Paolo Conte dice ancora che Enzo è il più grande.
«Lui adesso è il mio faro, canto spesso Parigi. Doveva sentire il papà quando mi raccontava di Paolo: "Prova a riascoltare i versi di Aguaplano", mi diceva, e rimetteva su la canzone del pianoforte che galleggia nell’oceano: "Ci va una bella forza per lanciare/ Un piano a coda lunga in alto mare". Era affascinato, lo citava nelle canzoni. In Parlare con i limoni dice: "Che bella quella canzone/ Che parla della pioggia, della Francia e non fa confusione/ E in mezzo a tutta ‘sta ignoranza è facile dire/ È proprio necessario poi?».
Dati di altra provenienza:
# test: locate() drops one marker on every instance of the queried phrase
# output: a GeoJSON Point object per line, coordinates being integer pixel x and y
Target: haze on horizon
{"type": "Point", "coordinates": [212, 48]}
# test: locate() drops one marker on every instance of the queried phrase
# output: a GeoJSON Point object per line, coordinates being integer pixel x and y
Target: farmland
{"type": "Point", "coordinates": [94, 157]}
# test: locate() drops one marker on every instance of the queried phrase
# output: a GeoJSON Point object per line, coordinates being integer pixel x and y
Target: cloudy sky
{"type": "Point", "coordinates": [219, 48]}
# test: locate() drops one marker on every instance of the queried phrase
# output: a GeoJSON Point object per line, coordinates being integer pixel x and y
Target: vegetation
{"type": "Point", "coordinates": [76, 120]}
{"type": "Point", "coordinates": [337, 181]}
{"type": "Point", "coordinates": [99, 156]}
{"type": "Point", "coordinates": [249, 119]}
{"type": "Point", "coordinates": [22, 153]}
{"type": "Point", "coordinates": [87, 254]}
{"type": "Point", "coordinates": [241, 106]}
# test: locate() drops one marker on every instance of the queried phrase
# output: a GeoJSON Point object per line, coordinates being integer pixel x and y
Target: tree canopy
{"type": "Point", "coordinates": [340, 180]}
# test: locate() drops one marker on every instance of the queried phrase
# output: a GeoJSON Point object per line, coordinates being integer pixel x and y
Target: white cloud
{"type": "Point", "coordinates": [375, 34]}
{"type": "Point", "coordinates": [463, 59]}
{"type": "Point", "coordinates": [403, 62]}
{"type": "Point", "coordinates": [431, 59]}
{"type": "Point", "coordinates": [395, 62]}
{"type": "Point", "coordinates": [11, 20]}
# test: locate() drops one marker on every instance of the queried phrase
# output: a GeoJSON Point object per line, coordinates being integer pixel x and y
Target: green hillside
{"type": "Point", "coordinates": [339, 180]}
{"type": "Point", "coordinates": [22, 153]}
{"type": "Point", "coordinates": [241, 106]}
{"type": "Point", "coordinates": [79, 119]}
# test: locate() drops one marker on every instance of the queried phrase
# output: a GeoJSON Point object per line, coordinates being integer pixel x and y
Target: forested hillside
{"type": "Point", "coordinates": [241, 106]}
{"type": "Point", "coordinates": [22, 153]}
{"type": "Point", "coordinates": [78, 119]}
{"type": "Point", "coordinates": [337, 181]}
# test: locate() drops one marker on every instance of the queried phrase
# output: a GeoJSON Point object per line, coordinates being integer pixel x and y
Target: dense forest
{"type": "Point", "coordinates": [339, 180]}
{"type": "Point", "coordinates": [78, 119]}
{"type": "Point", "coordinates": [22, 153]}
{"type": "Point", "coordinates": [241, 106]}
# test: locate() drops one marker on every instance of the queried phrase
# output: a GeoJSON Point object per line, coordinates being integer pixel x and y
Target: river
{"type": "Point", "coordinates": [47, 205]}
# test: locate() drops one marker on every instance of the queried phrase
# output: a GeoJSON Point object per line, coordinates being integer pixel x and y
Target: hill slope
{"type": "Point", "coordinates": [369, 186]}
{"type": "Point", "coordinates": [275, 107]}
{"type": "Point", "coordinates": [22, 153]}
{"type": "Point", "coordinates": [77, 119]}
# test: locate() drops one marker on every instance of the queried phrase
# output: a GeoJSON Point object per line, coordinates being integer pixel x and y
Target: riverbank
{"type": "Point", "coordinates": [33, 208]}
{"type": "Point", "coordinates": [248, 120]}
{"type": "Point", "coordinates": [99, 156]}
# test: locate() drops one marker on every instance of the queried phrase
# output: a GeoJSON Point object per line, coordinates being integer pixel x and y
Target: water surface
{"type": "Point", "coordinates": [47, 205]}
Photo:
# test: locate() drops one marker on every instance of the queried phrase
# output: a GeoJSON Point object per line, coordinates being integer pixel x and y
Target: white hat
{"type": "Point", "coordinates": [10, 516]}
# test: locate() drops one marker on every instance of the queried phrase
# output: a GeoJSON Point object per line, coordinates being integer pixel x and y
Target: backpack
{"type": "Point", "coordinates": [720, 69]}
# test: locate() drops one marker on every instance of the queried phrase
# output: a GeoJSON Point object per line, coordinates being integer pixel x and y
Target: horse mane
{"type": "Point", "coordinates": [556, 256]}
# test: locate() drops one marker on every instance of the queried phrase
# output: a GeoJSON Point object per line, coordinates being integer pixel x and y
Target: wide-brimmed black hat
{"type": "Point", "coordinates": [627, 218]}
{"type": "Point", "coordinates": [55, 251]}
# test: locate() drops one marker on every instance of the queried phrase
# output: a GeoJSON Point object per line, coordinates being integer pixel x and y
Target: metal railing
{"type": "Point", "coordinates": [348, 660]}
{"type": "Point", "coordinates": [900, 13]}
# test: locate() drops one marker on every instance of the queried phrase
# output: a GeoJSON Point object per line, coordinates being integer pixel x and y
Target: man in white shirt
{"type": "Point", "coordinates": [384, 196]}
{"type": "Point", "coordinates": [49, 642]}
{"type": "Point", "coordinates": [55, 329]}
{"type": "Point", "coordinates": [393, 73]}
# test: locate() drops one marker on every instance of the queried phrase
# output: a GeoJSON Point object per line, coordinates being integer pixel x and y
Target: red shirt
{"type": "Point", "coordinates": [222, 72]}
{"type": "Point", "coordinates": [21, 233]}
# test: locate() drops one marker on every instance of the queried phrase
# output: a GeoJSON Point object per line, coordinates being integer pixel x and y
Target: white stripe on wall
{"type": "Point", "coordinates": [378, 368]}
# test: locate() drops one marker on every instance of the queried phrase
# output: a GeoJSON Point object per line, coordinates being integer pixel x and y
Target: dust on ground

Avete suonato tanto insieme?
«Tantissimo, ho imparato l’ipersensibilità, ero molto protettivo con lui, non volevo potesse soffrire di qualche critica, tutelandolo in tutti i modi ci sono riuscito. Faceva spettacoli di grande forza emotiva, c’era sempre al cento per cento e io gli guardavo le spalle. Sto cominciando la carriera solista, magari non ho mai fatto una hit ma la mia hit è stata accompagnare mio papà in situazioni molto importanti ed essere trattato alla pari. Da ragazzo, ho avuto con lui un rapporto conflittuale, suonavo ma non volevo cantare; poi siamo diventati grandi amici e abbiamo sopportato e supportato le debolezze l’uno dell’altro».
Un rimpianto?
«Mi sarebbe piaciuto in verità che mi avesse guardato quando sono andato in gara a Sanremo, e mi avesse poi preso in giro. Diceva sempre: "Se vede che non sei in grado, il pubblico ti mangia vivo"».